The layoffs will mainly hit the biotech’s oncology team, which slammed the brakes on a Phase I study of SEL-403 in the wake of a patient death and later a clinical hold. That drug, alongside the whole cancer pipeline, will now be “deprioritized” in favor of its lead drug, SEL-212 for chronic refractory gout.
The news triggered a 21% plunge for Selecta’s stock $SELB, which never recovered from a precipitous fall last October when it halted the cancer study.
Now at the tail end of Phase II, SEL-212 combines Selecta’s signature nanoparticle designed to blunt unwanted immune responses with pegadricase, a pegylated formulation of the enzyme uricase.
Next, the company wants to go head-to-head with Krystexxa, an FDA-approved therapy marketed by Horizon Pharma, hoping to show that its drug is superior in lowering uric acid for gout patients.

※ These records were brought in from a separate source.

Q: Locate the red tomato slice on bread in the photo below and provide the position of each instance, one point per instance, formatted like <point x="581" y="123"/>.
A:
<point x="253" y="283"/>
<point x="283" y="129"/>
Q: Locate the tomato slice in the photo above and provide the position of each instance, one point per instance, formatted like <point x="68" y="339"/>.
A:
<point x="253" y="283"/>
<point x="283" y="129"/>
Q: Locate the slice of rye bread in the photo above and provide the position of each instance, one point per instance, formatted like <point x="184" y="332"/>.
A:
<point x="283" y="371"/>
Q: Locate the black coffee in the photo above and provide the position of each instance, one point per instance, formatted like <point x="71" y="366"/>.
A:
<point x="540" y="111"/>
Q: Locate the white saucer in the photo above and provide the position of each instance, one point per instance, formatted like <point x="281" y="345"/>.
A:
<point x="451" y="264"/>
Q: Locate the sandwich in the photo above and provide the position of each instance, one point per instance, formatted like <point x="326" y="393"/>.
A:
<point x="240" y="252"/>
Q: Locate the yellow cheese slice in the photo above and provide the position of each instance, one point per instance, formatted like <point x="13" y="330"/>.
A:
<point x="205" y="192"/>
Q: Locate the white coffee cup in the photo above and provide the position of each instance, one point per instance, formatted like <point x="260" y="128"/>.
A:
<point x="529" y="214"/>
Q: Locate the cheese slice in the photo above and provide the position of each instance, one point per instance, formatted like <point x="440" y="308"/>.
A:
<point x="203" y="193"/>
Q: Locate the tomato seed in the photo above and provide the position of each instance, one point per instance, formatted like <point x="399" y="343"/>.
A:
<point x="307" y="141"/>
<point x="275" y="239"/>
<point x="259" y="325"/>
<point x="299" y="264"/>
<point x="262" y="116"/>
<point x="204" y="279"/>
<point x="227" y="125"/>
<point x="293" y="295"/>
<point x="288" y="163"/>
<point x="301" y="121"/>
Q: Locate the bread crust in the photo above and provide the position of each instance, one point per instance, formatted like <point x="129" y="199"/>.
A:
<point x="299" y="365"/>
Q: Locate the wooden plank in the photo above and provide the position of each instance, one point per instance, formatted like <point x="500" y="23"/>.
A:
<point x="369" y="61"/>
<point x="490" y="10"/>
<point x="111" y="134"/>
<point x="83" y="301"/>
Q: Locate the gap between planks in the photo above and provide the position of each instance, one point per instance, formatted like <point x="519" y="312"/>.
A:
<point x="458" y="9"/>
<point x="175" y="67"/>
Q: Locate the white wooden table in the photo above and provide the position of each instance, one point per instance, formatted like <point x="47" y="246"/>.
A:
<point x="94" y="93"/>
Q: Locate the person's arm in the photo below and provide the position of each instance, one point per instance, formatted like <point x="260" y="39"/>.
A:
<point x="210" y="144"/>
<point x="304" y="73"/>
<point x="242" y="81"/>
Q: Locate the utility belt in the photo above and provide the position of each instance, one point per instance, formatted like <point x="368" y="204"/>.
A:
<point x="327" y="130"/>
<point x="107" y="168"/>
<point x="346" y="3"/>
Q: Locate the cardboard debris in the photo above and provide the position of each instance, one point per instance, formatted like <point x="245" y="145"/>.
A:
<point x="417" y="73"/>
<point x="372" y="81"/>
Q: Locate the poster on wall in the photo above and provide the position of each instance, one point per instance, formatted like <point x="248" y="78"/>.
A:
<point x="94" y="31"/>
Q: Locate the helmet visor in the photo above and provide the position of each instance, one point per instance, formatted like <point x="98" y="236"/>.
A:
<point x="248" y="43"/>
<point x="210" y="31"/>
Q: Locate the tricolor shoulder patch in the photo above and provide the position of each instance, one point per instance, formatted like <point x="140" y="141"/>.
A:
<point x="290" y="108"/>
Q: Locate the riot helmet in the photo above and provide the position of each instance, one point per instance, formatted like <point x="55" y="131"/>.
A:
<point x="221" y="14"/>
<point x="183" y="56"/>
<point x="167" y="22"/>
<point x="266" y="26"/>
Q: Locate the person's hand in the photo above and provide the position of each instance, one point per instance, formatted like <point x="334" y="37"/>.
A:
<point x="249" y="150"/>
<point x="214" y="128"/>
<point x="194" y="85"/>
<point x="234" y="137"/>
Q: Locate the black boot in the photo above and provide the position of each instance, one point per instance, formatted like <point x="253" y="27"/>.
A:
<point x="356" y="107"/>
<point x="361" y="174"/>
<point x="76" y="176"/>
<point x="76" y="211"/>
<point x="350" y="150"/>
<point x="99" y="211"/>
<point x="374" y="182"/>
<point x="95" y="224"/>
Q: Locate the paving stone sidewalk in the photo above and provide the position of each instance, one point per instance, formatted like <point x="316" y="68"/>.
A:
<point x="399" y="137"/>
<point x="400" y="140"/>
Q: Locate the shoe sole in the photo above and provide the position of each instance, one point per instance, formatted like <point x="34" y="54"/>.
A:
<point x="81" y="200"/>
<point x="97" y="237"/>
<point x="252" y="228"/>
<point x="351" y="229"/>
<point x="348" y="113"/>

The trial is slated to begin this quarter, ideally with a Phase III to follow right when the results come in at the end of the year.
Meanwhile, CEO Brunn will also steer the remaining team — in collaboration with the European research group CureCN — into preclinical toxicology studies for a combination of Selecta’s immune tolerance platform with AAV gene therapy, prepping for clinical entry within the year.
That’s all in the plans laid out back when the biotech launched out of the labs of MIT investigator Robert Langer, Omid Farokhzad and Ulrich von Andrian of the Harvard Medical School. But the initial potential in using the platform tech to guide an immune attack now seems out the window.
“We intend to focus on executing our strategic priorities, advancing our ImmTOR platform, and growing our strategic partnerships,” Brunn said in a statement. “The restructuring was a difficult decision and I want to personally thank all those who are affected for all their contributions to Selecta.”